Bacaksiz et al[30] provided further electrocardiographic evidence linking psoriasis vulgaris to atrial conduction abnormalities, reinforcing the hypothesis that chronic inflammation may predispose psoriasis patients to AF. The study found that PWD, a known predictor of AF risk, was significantly prolonged in psoriasis patients compared to healthy controls (69.1 ± 22.6 ms vs 45.6 ± 19.4 ms, P < 0.001). Additionally, maximum P-wave duration (Pmax) was longer (112.6 ± 22.7 ms vs 93.0 ± 12.8 ms, P < 0.001), while minimum P-wave duration (Pmin) was lower in psoriasis patients (42.2 ± 12.5 ms vs 47.4 ± 14.3 ms, P = 0.04). Notably, PWD correlated with both psoriasis severity (PASI score) and high-sensitivity CRP (hsCRP) levels (P < 0.01), suggesting that inflammation-driven atrial conduction abnormalities may serve as an early marker of AF susceptibility in psoriasis.

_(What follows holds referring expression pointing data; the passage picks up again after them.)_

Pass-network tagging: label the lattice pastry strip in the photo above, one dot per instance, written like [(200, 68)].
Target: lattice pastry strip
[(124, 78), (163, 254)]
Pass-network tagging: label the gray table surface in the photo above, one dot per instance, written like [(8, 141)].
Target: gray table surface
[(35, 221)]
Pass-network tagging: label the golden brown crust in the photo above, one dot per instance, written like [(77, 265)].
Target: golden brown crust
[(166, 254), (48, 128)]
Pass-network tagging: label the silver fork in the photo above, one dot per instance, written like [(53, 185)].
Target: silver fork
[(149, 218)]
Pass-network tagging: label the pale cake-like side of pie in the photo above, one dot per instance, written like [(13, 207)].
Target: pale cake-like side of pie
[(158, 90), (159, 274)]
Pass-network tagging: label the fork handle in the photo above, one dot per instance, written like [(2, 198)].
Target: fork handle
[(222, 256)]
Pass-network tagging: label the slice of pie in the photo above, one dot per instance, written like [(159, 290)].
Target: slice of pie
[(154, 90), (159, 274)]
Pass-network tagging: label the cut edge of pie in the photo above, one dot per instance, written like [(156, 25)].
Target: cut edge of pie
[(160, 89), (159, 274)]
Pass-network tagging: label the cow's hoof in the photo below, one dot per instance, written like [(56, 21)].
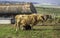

Aksan et al[6] provided echocardiographic evidence of atrial conduction abnormalities in psoriasis patients, supporting the role of systemic inflammation in AF susceptibility. The study found prolonged AEMD in psoriasis patients compared to controls (21.7 ± 5.6 ms vs 15.2 ± 4.1 ms, P < 0.001) and an increase in PWD (40.2 ± 9.1 ms vs 36.1 ± 7.9 ms, P = 0.043). Both parameters correlated with psoriasis severity (PASI score) and hsCRP levels. Yildiz et al[5] also reported prolonged intra-atrial (15 ± 7 ms vs 12 ± 5 ms, P = 0.009) and inter-atrial (28 ± 7 ms vs 23 ± 7 ms, P = 0.002) AEMD in psoriasis patients, along with significantly higher PWD (35 ± 9 ms vs 20 ± 6 ms, P < 0.001).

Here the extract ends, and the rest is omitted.